It doesn't have to be thought of as cross product. It's just very convenient to think of it that way, so we teach it first. Indeed, even when I apply it in my job, I think of it as a cross product.
But first, your question about why the lever arm appears in the equations. Informally, we need to account for the length because a longer lever arm gives you more mechanical advantage. You can test this, yourself, with a wrench. Try to tighten a bolt holding the wrench right up near the head, then hold the wrench further out near the end, giving yourself a longer lever arm, and try to tighten it. You'll find you can tighten the bolt much better if you have a longer lever arm.
As for a mathematical explanation, you can show it using conservation of momentum and angular momentum. Construct any scenario using forces and show that momentum is conserved (it should be!). Now, pick any point as the "center" of your rotation, and calculate torques. You'll find that angular momentum is conserved. If you defined torque without the radius term, you'd find angular momentum would not be conserved. In fact, it turns out that if you have forces and conservation of momentum, you can always derive torques and conservation of angular momentum. And if you have torques and conservation of angular momentum, you can always derive the forces and the conservation of momentum! They're sort of duals of one another.

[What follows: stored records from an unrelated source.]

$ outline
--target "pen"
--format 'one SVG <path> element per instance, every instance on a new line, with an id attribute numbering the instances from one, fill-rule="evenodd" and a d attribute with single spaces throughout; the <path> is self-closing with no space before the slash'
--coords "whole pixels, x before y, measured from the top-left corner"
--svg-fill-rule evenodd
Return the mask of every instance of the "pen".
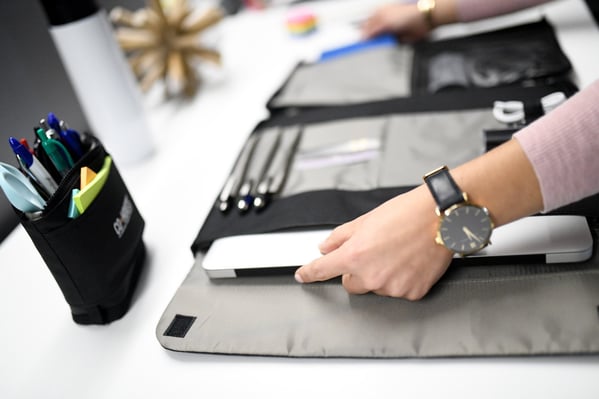
<path id="1" fill-rule="evenodd" d="M 265 147 L 266 156 L 260 156 L 260 164 L 256 164 L 255 167 L 259 168 L 258 173 L 254 175 L 252 172 L 251 178 L 244 181 L 239 189 L 238 199 L 237 199 L 237 209 L 240 212 L 246 212 L 250 209 L 250 207 L 256 202 L 256 195 L 258 194 L 257 190 L 254 188 L 254 185 L 259 185 L 259 182 L 264 180 L 266 177 L 266 171 L 272 162 L 274 154 L 276 153 L 277 147 L 279 146 L 279 140 L 281 136 L 277 134 L 274 139 L 268 137 L 264 134 L 256 134 L 258 136 L 256 138 L 256 143 L 254 147 Z M 273 141 L 274 140 L 274 141 Z M 254 149 L 252 152 L 255 152 Z M 248 167 L 249 169 L 249 167 Z M 258 198 L 258 203 L 263 201 L 262 198 Z"/>
<path id="2" fill-rule="evenodd" d="M 281 149 L 277 152 L 277 156 L 273 160 L 268 171 L 270 176 L 268 193 L 265 195 L 266 201 L 262 204 L 262 208 L 266 207 L 268 201 L 270 201 L 274 195 L 280 193 L 285 185 L 285 181 L 291 170 L 295 151 L 302 136 L 302 128 L 297 127 L 294 132 L 285 133 L 282 136 Z"/>
<path id="3" fill-rule="evenodd" d="M 44 118 L 40 119 L 40 127 L 44 129 L 44 131 L 50 129 L 50 125 L 48 125 L 48 121 Z"/>
<path id="4" fill-rule="evenodd" d="M 61 176 L 66 175 L 74 164 L 73 159 L 71 158 L 71 155 L 67 149 L 60 141 L 48 138 L 44 132 L 44 129 L 37 129 L 36 133 L 41 140 L 42 149 L 46 152 L 50 158 L 50 161 L 52 161 L 56 167 L 58 173 L 60 173 Z"/>
<path id="5" fill-rule="evenodd" d="M 256 186 L 255 193 L 253 194 L 253 205 L 257 210 L 260 210 L 266 206 L 268 201 L 268 189 L 270 187 L 270 183 L 272 181 L 272 175 L 268 172 L 272 167 L 273 160 L 275 155 L 277 154 L 277 150 L 279 149 L 279 144 L 281 143 L 281 129 L 277 132 L 277 136 L 272 143 L 270 150 L 268 152 L 268 156 L 264 160 L 264 164 L 262 166 L 262 171 L 260 172 L 260 180 L 258 180 L 258 185 Z"/>
<path id="6" fill-rule="evenodd" d="M 33 155 L 33 148 L 31 148 L 31 147 L 29 146 L 29 143 L 27 142 L 27 139 L 26 139 L 26 138 L 21 138 L 21 140 L 19 140 L 19 143 L 23 144 L 23 146 L 24 146 L 25 148 L 27 148 L 27 151 L 29 151 L 29 152 L 30 152 L 30 153 Z"/>
<path id="7" fill-rule="evenodd" d="M 73 158 L 79 159 L 81 156 L 83 156 L 83 149 L 81 148 L 81 140 L 79 138 L 78 132 L 73 129 L 69 129 L 66 122 L 59 120 L 53 112 L 48 112 L 48 118 L 46 119 L 46 122 L 51 129 L 58 133 L 58 137 L 55 138 L 60 139 L 60 141 L 70 151 Z M 46 134 L 47 133 L 48 131 L 46 131 Z"/>
<path id="8" fill-rule="evenodd" d="M 239 188 L 239 193 L 237 194 L 237 209 L 240 212 L 245 212 L 250 209 L 250 205 L 252 203 L 252 185 L 254 181 L 252 179 L 246 180 Z"/>
<path id="9" fill-rule="evenodd" d="M 35 190 L 42 196 L 44 200 L 50 198 L 51 194 L 48 191 L 46 191 L 44 187 L 42 187 L 37 177 L 35 177 L 33 173 L 31 173 L 31 171 L 27 168 L 21 157 L 16 155 L 16 158 L 17 163 L 19 164 L 19 170 L 29 178 L 29 182 L 31 182 Z"/>
<path id="10" fill-rule="evenodd" d="M 81 136 L 79 132 L 73 129 L 69 129 L 65 121 L 60 121 L 60 130 L 58 131 L 60 138 L 67 145 L 68 149 L 71 150 L 71 154 L 79 159 L 83 156 L 83 148 L 81 147 Z"/>
<path id="11" fill-rule="evenodd" d="M 25 168 L 26 173 L 27 171 L 30 172 L 33 179 L 39 183 L 48 195 L 54 194 L 58 188 L 58 184 L 56 184 L 50 173 L 44 168 L 35 155 L 31 154 L 29 150 L 14 137 L 10 137 L 8 142 L 17 156 L 19 163 Z"/>
<path id="12" fill-rule="evenodd" d="M 56 117 L 56 115 L 54 115 L 53 112 L 48 112 L 48 118 L 46 119 L 46 123 L 48 124 L 48 127 L 50 129 L 54 129 L 57 132 L 60 131 L 60 121 L 58 120 L 58 118 Z"/>
<path id="13" fill-rule="evenodd" d="M 223 189 L 220 192 L 217 200 L 217 207 L 221 212 L 227 212 L 231 206 L 231 199 L 235 196 L 237 192 L 240 191 L 240 182 L 244 179 L 245 174 L 247 173 L 247 169 L 254 152 L 254 146 L 256 144 L 256 136 L 251 135 L 245 146 L 243 147 L 241 154 L 237 158 L 233 169 Z"/>
<path id="14" fill-rule="evenodd" d="M 33 131 L 36 132 L 37 129 L 39 129 L 39 127 L 34 128 Z M 60 173 L 58 173 L 56 167 L 50 160 L 50 157 L 42 148 L 42 141 L 39 139 L 39 137 L 37 137 L 37 133 L 35 134 L 35 141 L 33 142 L 33 155 L 35 155 L 37 159 L 40 161 L 40 163 L 44 166 L 44 168 L 46 168 L 46 170 L 48 171 L 48 173 L 50 173 L 50 176 L 52 176 L 54 181 L 60 182 L 62 176 Z"/>
<path id="15" fill-rule="evenodd" d="M 250 168 L 250 164 L 252 163 L 252 158 L 256 147 L 258 146 L 258 135 L 252 135 L 252 142 L 250 144 L 250 150 L 248 151 L 248 157 L 245 160 L 245 167 L 243 168 L 241 176 L 239 176 L 239 191 L 237 192 L 237 210 L 239 212 L 246 212 L 250 209 L 250 205 L 253 202 L 252 197 L 252 186 L 254 185 L 253 179 L 247 179 L 246 175 Z"/>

If you want to go further than that, many years from now you'll learn Lagrangian Mechanics and Nother's Theorem. You'll learn that the conservation of momentum is a very fundamental concept directly tied to the fact that our laws of physics are the same in all directions. Rotate an experiment, and the laws of physics will stay the same. There is no privileged direction where the laws of physics are "correct."
As for why torque is perpendicular to the force and the lever arm, that is actually just an artifact of mathematics, nothing more. When you get deeper into Lagrangian Mechanics, what you'll find is that this angular momentum is just one specialized case of a wider concept called "generalized angular momentum." In generalized angular momentum, the equivalent of torque is formed by the exterior product, r ∧ F. This is known as a bivector, as opposed to a normal vector. This works in any number of dimensions.
The exact definition of these bivectors is a bit of a pest to work with:
The exterior algebra Λ(V) of a vector space V over a field K is defined as the quotient algebra of the tensor algebra T(V) by the two-sided ideal I generated by all elements of the form x ⊗ x for x ∈ V (i.e. all tensors that can be expressed as the tensor product of a vector in V by itself).
What a whopper! However, we're really lucky that we live in 3 dimensions. As it turns out, when you crank out one of these bivectors in 3 dimensions, and look at how it behaves, a curious convenience shows up. They behave exactly the same as cross products. A bivector is not a vector, but it turns out these 3 dimensional bivectors have the same mathematical properties as cross products (which are a 3 dimensional concept).
Incidentally, this is also why we have to choose the right hand rule convention. Bivectors can be calculated without such a convention, but when you map them into vectors using the cross product, there's two choices you can make -- left handed or right handed. As long as you always choose one, the result is consistent.
Thus, for reasons that should be obvious, we choose to teach torque as a vector defined by r x F, rather than a bivector, r ∧ F. It's a whole lot simpler! But it comes with a price. The vector r x F has a "direction," since it's a vector. That direction is perpendicular to the force and the lever arm. The bivector didn't have this particular concept of direction. The concept of bivector direction is more nuanced, and more intuitively related to the direction of the force and the direction of the lever arm.
And so, you have your reason for the torque being "perpendicular." It really doesn't have anything to do with physics, as much as it has to do with avoiding having to teach you advanced vector algebra to do basic physics. You get the right answer using the cross product, because cross products and 3 dimensional exterior products operate the same.
The cross product of two vectors is really a bivector. It has a magnitude and a direction, but the magnitude is an area instead of a length, and the direction is a plane instead of a line.
Like two vectors can point in opposite directions while lying on the same line, two bivectors can "point" in opposite directions while lying in the same plane. You can think of the directions as clockwise and counterclockwise, though which of those is which depends on which side of the plane you're on.
Bivectors are useful for things that lie in a plane and have a clockwise/counterclockwise direction and a magnitude, like angular velocity.
In three dimensions (and only in three dimensions), you can identify a bivector with a vector perpendicular to the plane of the bivector, whose length is the bivector's area. Because of this, bivectors are usually not taught as such. Instead, you have a cross product that produces another vector, whose direction is given by the right hand rule.
Best Answer
When studying angular things - torque, angular velocity, angular momentum, etc. - physicists do a clever thing to avoid having to describe curves. You see, you might be tempted to draw a curved arrow for a torque, indicating that you are twisting something around in a circular-ish way. But then when you try to add two such arrows together, all of a sudden you realize your notation no longer has a natural, intuitive meaning.
Instead, we draw the arrow pointing perpendicular to the plain of the curve you are tempted to draw. More precisely in the case of torque, perpendicular to the plain defined by the radial vector and the force vector. Note that this uniquely defines what plane your curved arrow must reside in, and, given the right-hand rule, clears up the ambiguity as to which way your curved arrow should point (if your right-hand fingers curl in the direction of the curved arrow you want to draw, your thumb points in the direction of the straight arrow you should draw instead).
It is then a simple matter to encode the magnitude of the torque/angular velocity/whatever in the length of this vector. The benefit is that you end up with straight arrows describing everything, and they add exactly as your torques should add - you have a genuine vector space, and are free to abstract away from all diagrams. And it is not even terribly counterintuitive - the torque vector is parallel to the axis around which you are applying torque. If you think about it long enough, you should be able to convince yourself that if you had to choose a single direction to define things, this is the least ambiguous.